Indicted Pennsylvania Mayor Puts Blame on Campaign Staff

PHILADELPHIA (CN) – When Vaughn Spencer lent his campaign $25,000 out of his personal retirement account, he knew there was a chance he wouldn’t get it back. But, the ex-Pennsylvania mayor told the jury Wednesday, he wasn’t worried about his debt.

“I don’t know why it kept coming up because these were my monies that I put in,” Spencer said Wednesday, continuing a second day of testimony in a federal bribery trial where he stands charged of steering pay-to-play contracts. “I consciously knew what it meant when I decided to loan my campaign money.”

Former Reading Mayor Vaughn Spencer departs from the federal courthouse in Philadelphia in August. (Associated Press)

Spencer had been elected mayor of Reading in 2011 but he lost re-election in 2015. He testified that it became a major focus for his campaign counselor Sam Ruchlewicz after that primary loss to bring in enough donations so the mayor could recoup his loan.

On direct examination from his attorney, Geoffrey Johnson, Spencer began the day with a focus on several conversations he had surrounding campaign contributions in 2015, both before and after the election. Spencer testified that in July 2015, he became suspicious of his campaign counselors attempting to retire his debt by getting involved with a company linked to AECOM, an engineering firm applying for one of the city’s pumping station projects.

Ruchlewicz had been cooperating with the FBI’s investigation for about a year at that point, so the jury has had the opportunity to hear several recordings of Spencer’s conversations. In the one his attorney played Wednesday, Spencer is heard talking to Ruchlewicz and his campaign manager, Michael Fleck, voicing a preference that McTish and Kunkel Engineering, partner to AECOM, get the project.

“I was lying to Sam because I didn’t trust what Mike and Sam were saying,” Spencer said. “From the end of this campaign meeting up through this whole process.”

Spencer also testified that he rarely saw his campaign counselors at the office leading up to the primary. Because his schedule before the election was tight, however, he didn’t think replacing his campaign team would be feasible. He’d already lost volunteers because people were getting frustrated at his campaign’s lack of organization, he said.

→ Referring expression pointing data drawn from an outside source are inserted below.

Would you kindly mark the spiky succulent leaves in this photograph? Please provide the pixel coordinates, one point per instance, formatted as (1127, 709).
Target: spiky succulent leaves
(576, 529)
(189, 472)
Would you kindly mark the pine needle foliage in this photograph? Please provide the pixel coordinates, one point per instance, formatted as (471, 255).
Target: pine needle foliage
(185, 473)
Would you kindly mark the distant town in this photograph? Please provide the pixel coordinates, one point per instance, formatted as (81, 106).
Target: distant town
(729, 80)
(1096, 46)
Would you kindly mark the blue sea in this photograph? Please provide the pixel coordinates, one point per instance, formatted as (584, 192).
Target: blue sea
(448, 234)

Assistant U.S. Attorney Michelle Morgan cross-examined Spencer Wednesday afternoon as an audience of 15 watched from the courtroom benches.

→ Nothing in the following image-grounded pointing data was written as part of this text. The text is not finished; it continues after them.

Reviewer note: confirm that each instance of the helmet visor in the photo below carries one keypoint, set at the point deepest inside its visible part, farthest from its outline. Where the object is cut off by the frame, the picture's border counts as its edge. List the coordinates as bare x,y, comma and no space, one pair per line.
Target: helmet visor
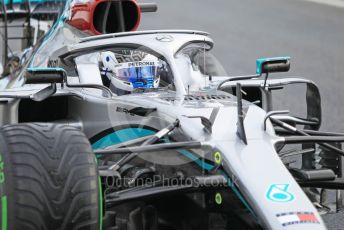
139,74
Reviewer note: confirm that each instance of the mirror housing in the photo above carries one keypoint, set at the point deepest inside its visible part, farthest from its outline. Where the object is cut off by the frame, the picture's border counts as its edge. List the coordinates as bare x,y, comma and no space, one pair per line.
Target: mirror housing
272,65
45,75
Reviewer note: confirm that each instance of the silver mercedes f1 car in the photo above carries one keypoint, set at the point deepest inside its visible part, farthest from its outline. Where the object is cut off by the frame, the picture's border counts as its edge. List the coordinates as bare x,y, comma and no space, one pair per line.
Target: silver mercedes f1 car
103,127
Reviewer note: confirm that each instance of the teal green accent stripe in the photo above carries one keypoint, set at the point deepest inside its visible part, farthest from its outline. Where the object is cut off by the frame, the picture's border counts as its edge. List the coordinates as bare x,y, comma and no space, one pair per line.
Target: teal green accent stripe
133,133
100,204
3,213
120,136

Morgan asked Spencer if he was paying Ruchlewicz to give him advice he didn’t trust. The mayor responded that he was, but that Ruchlewicz had only recently lied to him.

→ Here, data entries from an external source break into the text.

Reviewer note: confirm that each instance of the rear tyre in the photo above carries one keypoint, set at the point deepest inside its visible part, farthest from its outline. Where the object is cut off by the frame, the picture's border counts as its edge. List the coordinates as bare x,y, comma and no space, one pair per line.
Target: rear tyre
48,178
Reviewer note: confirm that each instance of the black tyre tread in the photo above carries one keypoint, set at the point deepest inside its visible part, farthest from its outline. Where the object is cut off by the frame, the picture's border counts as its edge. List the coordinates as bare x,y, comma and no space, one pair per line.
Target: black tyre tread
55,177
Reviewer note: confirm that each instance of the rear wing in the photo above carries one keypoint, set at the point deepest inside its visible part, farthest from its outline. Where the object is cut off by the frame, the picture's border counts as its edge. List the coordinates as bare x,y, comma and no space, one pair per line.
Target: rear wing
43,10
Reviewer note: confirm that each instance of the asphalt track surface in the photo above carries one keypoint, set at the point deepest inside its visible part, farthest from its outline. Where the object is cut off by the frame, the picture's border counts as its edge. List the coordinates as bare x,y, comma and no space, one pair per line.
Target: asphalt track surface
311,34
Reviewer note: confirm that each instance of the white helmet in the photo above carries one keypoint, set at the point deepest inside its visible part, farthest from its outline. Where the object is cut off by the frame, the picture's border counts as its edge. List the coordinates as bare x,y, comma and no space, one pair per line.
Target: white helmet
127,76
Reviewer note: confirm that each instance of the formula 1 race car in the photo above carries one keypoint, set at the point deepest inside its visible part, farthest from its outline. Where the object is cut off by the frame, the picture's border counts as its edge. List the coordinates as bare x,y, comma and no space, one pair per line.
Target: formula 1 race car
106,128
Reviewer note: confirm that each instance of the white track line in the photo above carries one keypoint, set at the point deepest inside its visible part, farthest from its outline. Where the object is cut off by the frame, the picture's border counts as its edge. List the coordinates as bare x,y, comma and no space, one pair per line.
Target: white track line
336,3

“I wasn’t involved in a quid pro quo,” the mayor said.

“You were just pretending to be with someone you didn’t trust?” Morgan asked. Spencer responded yes.

Morgan also brought up a taped 2014 conversation that took place the day the city signed a contract to T&M Engineering. Spencer asked his campaign manager if T&M had contributed anything.

“Did we get anything from T&M, because they were applying for the 6th and Canal pump station project, and I cleared it for them,” Spencer said on the tape.

Skewering the witness with the recording, Morgan asked: “Contribution because of contract. That’s essentially what you said here, correct?”

No, Spencer said, explaining that the tape merely showed a “poor choice of words” in what he thought was a private conversation.

“I did not give them the contract,” he maintained, but he said he was asking about a contribution because he had made an effort to help them get it.

Earlier Spencer testified that he had the city’s best interests in mind in trying to award the contract to T&M.

“I did use the process to determine that T&M was the low bid and highest rated for the job,” he said.

Spencer was dismissed from the stand at the end of the day Wednesday. Closing arguments for this trial will commence at 9 a.m. Thursday morning, Day 9 of proceedings.